As TTAG commentators lament, we never hear about “car violence” or “knife violence.” Yet those who support civilian disarmament constantly refer to “gun violence” — as if the gun itself is somehow responsible for the carnage created by someone wielding a gun.

“Misdirection is a form of deception in which the attention of an audience is focused on one thing in order to distract its attention from another,” wikipedia.org informs us. It’s the stock-in-trade for gun control advocates. In this case, Mr. Lupica wants to distract us from the person or persons who shot Trinity Gay. And goes to extraordinary lengths to do so.

Trinity Gay was in the worst possible place in America: She was somewhere. She was out late, absolutely, took the bullet at around 4 in the morning outside Cook Out. But in the end the hour doesn’t matter and the neighborhood doesn’t matter. The only thing that matters is another gun in the wrong hands. That is all it took to turn South Broadway in Lexington into the most dangerous neighborhood anywhere.

Ms. Gay wasn’t just “somewhere” when she was gunned down by [suspected] gang bangers. She was in Lexington, Kentucky. For reference, neighborhoodscout.com gives Lexington a safety rating of 9 out of a possible score of 100. With 1062 reported violent crimes per year.

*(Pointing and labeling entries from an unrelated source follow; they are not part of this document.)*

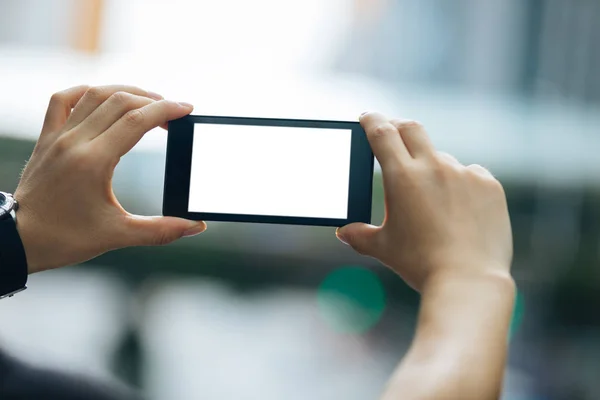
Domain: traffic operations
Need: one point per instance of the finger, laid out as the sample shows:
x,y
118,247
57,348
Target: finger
x,y
385,141
448,158
129,129
361,237
60,107
158,231
95,96
109,112
480,170
415,138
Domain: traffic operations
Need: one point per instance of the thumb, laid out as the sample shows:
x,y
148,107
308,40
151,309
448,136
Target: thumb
x,y
361,237
158,231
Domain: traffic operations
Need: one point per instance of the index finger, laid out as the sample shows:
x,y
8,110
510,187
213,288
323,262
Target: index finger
x,y
385,140
130,128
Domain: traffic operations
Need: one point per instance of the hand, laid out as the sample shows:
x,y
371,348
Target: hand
x,y
442,218
68,212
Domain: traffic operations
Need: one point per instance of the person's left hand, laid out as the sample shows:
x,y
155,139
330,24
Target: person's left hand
x,y
68,212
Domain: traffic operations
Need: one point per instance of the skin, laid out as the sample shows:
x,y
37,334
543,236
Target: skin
x,y
446,233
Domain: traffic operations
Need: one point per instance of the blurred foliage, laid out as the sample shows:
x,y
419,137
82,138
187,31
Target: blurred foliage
x,y
543,220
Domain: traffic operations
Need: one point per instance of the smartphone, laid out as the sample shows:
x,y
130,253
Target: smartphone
x,y
260,170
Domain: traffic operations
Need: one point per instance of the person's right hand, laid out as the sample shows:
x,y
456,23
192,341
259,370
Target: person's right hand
x,y
442,218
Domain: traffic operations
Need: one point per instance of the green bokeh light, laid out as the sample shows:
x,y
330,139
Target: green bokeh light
x,y
351,300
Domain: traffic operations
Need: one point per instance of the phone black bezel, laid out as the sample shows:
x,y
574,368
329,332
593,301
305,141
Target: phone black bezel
x,y
179,161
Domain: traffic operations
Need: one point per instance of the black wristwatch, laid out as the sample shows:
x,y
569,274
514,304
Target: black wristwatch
x,y
13,262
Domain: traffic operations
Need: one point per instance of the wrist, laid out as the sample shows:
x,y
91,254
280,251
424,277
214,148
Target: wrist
x,y
28,238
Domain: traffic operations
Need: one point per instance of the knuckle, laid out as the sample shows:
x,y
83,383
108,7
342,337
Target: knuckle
x,y
95,93
62,145
409,125
380,131
121,99
58,98
134,118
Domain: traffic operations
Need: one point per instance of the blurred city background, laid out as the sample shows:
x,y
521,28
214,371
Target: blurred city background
x,y
249,311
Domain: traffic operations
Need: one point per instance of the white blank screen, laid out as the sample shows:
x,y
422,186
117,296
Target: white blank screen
x,y
270,170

While I’m not blaming the 15-year-old athlete for being in the wrong place at 4am, Lupica’s efforts to dismiss the circumstances surrounding her death are disingenious at best, intentionally misleading at worst.

Truth be told, these circumstances don’t matter — to Mr. Lupica. Like all gun control advocates, he willfully discounts any variables that don’t lead to the simple conclusion that guns are the problem. That removing guns from society is the answer to “gun violence.” Like this:

What happened to Tyson Gay’s daughter can happen anytime and anywhere, middle of the night or middle of the day. The latest wrong place at the wrong time turned out to be 855 South Broadway, Lexington, Ky., because that’s where the guns were.

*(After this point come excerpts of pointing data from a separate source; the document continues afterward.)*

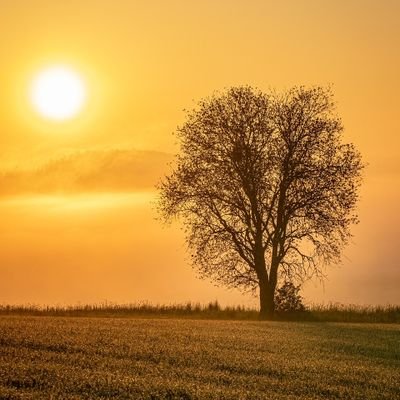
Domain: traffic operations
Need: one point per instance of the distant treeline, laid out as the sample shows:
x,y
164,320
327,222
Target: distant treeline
x,y
324,313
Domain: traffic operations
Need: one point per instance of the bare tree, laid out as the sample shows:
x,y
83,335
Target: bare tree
x,y
265,187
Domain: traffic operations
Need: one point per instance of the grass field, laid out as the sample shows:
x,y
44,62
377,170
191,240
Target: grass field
x,y
126,358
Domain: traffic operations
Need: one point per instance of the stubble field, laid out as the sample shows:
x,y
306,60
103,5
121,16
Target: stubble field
x,y
126,358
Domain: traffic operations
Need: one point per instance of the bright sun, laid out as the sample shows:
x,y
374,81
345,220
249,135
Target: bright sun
x,y
58,93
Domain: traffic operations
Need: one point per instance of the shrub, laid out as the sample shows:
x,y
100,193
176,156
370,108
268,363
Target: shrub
x,y
288,299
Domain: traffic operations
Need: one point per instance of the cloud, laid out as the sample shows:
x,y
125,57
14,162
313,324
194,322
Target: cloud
x,y
89,171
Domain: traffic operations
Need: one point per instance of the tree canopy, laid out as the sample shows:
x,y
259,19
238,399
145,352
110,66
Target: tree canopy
x,y
265,187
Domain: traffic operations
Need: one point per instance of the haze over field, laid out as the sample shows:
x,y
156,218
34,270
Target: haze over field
x,y
77,197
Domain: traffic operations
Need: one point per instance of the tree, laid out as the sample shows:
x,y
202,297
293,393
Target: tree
x,y
264,186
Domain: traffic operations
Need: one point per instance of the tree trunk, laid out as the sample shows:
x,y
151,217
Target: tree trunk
x,y
267,301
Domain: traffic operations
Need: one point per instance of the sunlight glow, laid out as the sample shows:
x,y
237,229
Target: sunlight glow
x,y
58,93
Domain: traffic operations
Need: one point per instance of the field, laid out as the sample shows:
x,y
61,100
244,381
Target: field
x,y
127,358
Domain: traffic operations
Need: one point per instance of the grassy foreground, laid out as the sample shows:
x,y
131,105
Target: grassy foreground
x,y
212,310
125,358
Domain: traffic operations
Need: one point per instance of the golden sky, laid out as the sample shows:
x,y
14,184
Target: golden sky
x,y
77,197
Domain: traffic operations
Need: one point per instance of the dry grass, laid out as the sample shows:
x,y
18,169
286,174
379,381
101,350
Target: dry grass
x,y
125,358
328,313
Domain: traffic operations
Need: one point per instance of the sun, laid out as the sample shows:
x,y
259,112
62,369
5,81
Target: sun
x,y
58,93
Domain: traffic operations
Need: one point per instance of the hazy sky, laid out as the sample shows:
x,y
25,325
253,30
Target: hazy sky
x,y
77,218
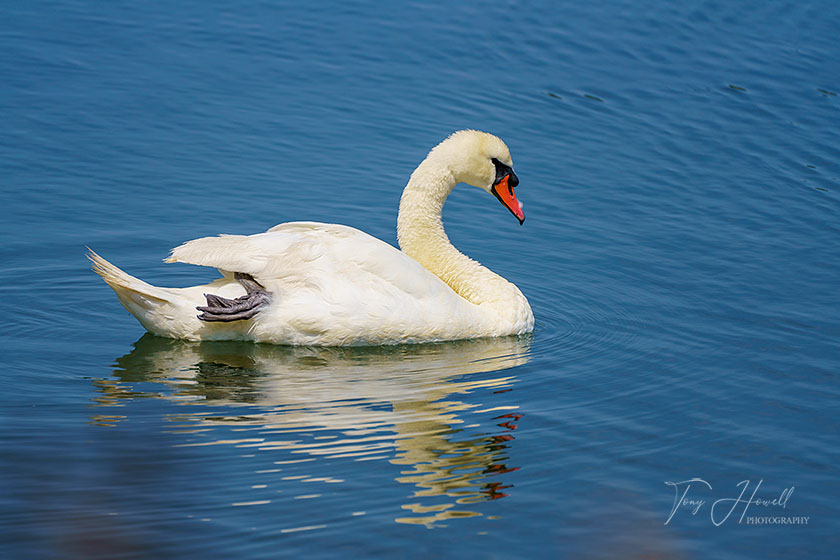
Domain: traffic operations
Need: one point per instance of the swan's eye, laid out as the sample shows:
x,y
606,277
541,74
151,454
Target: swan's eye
x,y
502,170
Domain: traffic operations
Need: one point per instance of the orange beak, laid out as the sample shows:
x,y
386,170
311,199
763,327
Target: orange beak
x,y
506,196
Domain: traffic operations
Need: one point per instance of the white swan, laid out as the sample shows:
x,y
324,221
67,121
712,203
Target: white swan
x,y
307,283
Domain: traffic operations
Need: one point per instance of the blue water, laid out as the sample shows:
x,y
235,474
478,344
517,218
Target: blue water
x,y
680,174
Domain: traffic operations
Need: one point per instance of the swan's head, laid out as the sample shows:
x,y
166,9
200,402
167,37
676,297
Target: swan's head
x,y
482,160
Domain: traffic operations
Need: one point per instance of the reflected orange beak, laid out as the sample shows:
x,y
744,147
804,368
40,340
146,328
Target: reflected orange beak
x,y
506,196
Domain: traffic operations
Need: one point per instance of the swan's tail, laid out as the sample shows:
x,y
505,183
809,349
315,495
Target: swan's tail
x,y
144,301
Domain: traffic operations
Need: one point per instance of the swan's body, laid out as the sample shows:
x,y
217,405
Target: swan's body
x,y
335,285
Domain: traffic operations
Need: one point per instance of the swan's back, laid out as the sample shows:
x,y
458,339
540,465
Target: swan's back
x,y
334,284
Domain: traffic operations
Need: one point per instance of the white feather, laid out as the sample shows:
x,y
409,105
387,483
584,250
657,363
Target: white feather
x,y
335,285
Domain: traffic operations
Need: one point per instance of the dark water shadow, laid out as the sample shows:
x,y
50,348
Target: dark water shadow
x,y
398,403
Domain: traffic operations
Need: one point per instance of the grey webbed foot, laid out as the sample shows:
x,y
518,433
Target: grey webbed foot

More precisely, more importantly, that’s where the bad guys with the guns were. But Mr. Lupica ain’t got time for that. Nor does he have any time for the idea of armed self-defense against bad guys.

You are constantly told, by the National Rifle Association and all of its shills and tame politicians that the only way to solve gun violence is with more guns. You’re told that all we need in America is more armed shooters, defensive shooters, at the ready when more bad guys go on the offensive. Now you want to ask all these people how things would have been different for Trinity Gay if she somehow had been carrying a gun when she came out of that restaurant.

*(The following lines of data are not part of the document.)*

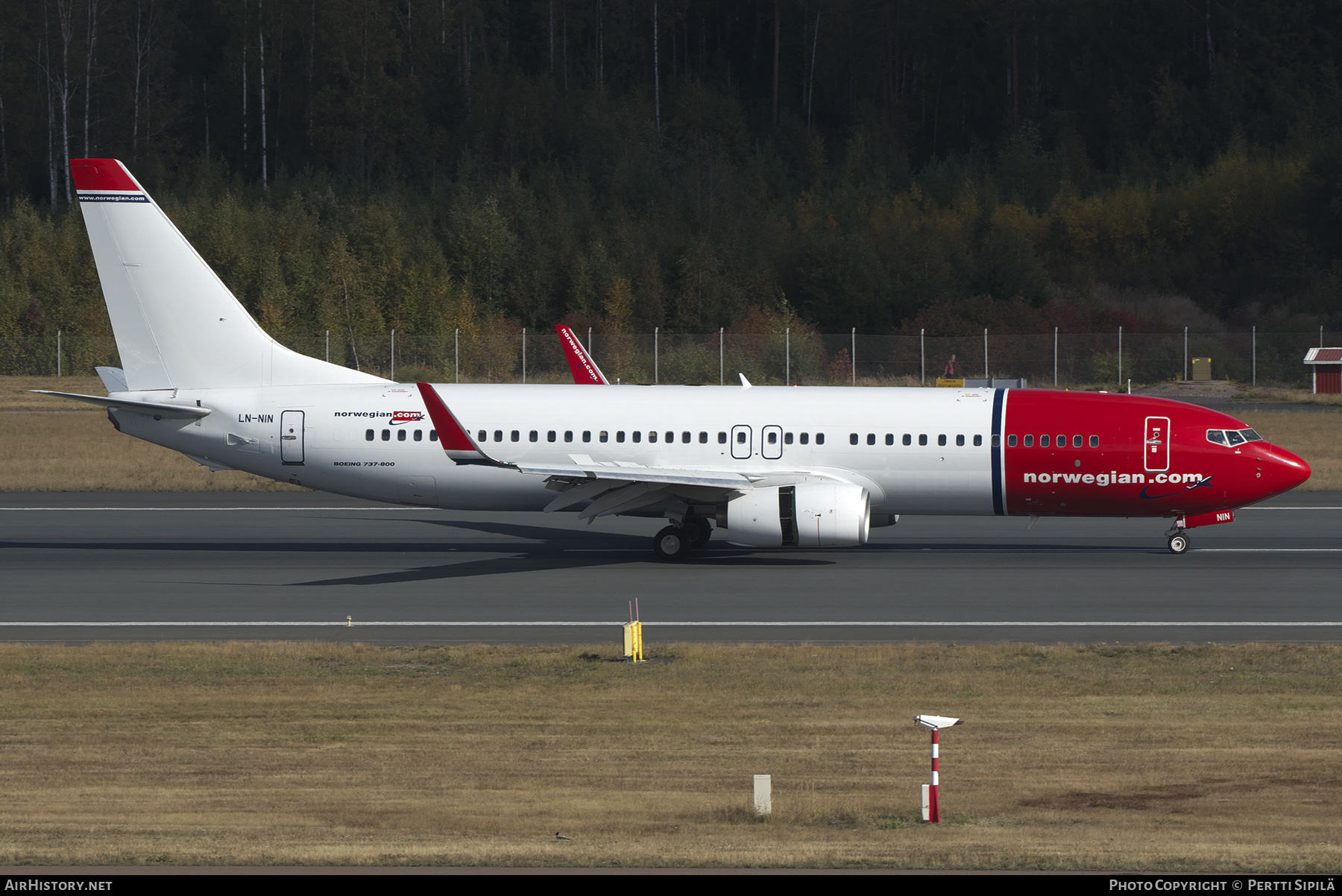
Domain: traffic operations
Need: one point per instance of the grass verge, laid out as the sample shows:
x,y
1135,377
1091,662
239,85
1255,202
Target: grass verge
x,y
1141,758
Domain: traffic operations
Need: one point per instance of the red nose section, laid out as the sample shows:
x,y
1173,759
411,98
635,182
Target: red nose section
x,y
1288,470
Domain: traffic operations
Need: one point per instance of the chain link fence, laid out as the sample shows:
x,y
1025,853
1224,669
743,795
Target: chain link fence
x,y
1063,360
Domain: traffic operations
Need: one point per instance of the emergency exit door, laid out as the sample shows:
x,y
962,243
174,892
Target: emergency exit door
x,y
292,438
1156,452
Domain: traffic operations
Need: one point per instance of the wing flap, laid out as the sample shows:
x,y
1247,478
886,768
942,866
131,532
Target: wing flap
x,y
632,473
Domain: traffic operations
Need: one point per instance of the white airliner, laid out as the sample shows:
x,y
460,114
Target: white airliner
x,y
775,467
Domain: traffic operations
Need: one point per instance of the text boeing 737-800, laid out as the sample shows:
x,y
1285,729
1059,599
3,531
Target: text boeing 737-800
x,y
775,467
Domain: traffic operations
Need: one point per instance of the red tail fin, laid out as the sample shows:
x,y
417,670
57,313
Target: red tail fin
x,y
585,373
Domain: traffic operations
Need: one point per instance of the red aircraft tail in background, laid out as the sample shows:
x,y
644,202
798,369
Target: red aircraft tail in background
x,y
585,373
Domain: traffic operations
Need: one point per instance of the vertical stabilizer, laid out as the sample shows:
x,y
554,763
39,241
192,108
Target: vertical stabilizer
x,y
176,322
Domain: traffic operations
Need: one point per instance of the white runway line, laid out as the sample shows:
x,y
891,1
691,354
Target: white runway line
x,y
214,508
675,624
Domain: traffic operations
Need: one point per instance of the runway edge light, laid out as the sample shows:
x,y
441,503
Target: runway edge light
x,y
930,805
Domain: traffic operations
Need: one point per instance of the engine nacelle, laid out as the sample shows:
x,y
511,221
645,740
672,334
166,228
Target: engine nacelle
x,y
801,515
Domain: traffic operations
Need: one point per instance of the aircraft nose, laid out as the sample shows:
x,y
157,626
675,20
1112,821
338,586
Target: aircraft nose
x,y
1288,468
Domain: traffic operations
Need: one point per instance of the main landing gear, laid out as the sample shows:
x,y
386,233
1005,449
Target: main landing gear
x,y
675,542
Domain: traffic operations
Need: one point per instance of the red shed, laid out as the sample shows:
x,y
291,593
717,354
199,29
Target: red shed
x,y
1328,370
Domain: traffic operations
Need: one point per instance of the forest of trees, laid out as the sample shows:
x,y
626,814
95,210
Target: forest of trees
x,y
429,165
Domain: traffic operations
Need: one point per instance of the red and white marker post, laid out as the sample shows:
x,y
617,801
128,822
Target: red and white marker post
x,y
932,810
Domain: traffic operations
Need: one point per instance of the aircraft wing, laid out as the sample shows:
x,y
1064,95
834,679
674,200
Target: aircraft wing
x,y
585,373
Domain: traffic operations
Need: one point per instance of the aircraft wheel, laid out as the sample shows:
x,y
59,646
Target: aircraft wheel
x,y
699,531
671,543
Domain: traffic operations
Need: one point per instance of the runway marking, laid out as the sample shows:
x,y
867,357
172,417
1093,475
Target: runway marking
x,y
674,624
1023,549
212,508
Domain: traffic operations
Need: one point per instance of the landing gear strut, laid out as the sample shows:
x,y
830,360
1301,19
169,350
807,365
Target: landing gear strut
x,y
701,531
672,543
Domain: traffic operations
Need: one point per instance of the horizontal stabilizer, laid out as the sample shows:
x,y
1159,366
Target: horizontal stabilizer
x,y
152,408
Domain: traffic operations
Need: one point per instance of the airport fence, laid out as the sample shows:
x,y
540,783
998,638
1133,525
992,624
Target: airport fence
x,y
805,359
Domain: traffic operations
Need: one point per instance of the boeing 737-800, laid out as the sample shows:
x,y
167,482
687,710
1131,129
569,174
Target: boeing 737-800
x,y
773,466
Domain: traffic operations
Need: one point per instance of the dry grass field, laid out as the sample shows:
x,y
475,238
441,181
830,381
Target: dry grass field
x,y
54,444
1144,758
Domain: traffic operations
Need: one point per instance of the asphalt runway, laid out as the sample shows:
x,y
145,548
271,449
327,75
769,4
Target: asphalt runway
x,y
78,568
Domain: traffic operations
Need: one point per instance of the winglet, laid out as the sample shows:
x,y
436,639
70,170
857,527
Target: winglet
x,y
585,373
456,441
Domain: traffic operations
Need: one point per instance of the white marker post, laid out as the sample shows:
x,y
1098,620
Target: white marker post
x,y
764,795
932,812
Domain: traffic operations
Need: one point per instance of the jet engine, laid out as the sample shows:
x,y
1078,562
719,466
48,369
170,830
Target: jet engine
x,y
803,515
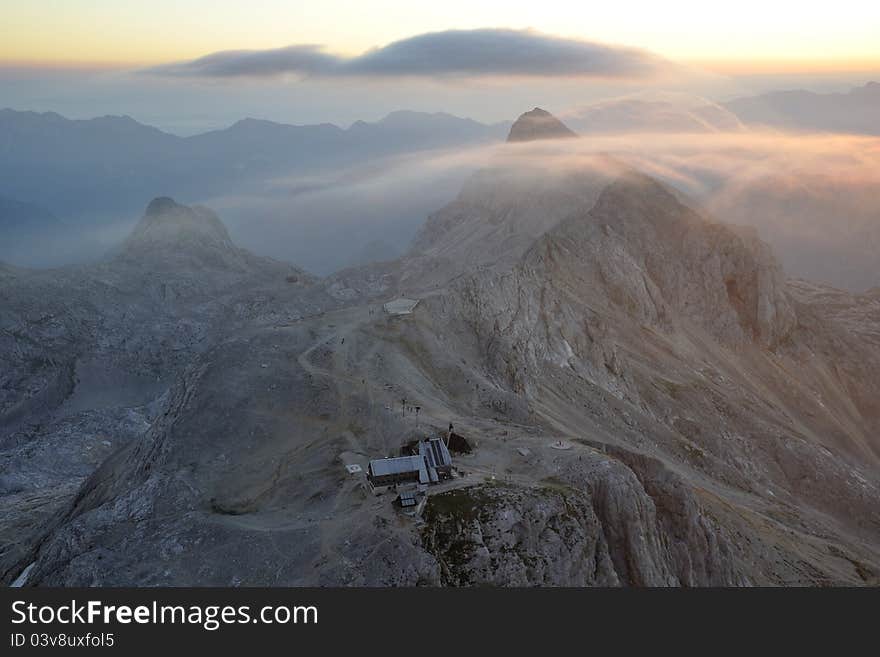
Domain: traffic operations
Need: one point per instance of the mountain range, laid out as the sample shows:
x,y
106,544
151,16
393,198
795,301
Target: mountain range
x,y
648,399
854,112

While NRA supports gun rights, it makes no claim that arming Americans is the way to reduce or eliminate firearms-related crime. The NRA constantly beats the drum for eliminating “revolving door justice.” It supported Kentucky’s 2011 Public Safety and Offender Accountability Act, which freed up prison space for violent offenders.

Again and in any case, it’s classic misdirection. Mr. Lupica would have us believe that because Ms. Gay’s life couldn’t have been saved by an armed defender, there’s no need for Americans to be armed in their own defense.

On some level, Mr. Lupica knows he’s on shaky ground. Which is why he incudes a defense of gun control referring to Mrs. Clinton’s notoriously anti-gun rights platform (which includes a new “assault weapons” ban and the repeal of the Protection of Lawful Commerce in Firearms Act).

Hillary Clinton doesn’t want to abolish the Second Amendment, another fiction from this campaign. She doesn’t want to take away everybody’s guns. She just wants to take guns away from whoever was in that Dodge Charger in Lexington Sunday morning, the last of Trinity Gay’s life. Whoever had the gun in the sports car with the tinted windows.

What are the odds that the people who gunned down Ms. Gay were already banned from legal firearms possession? What are the odds that making it more difficult for law-abiding Americans to keep and bear arms would reduce the likelihood of violent criminals being armed?

As the Brits say, you can’t make a silk purse out of a sow’s ear; gun control is not supported by the facts. Mr. Lupica’s willful ignorance on the subject shows just how pig-headed gun control advocates can be. Then again, what else could they be?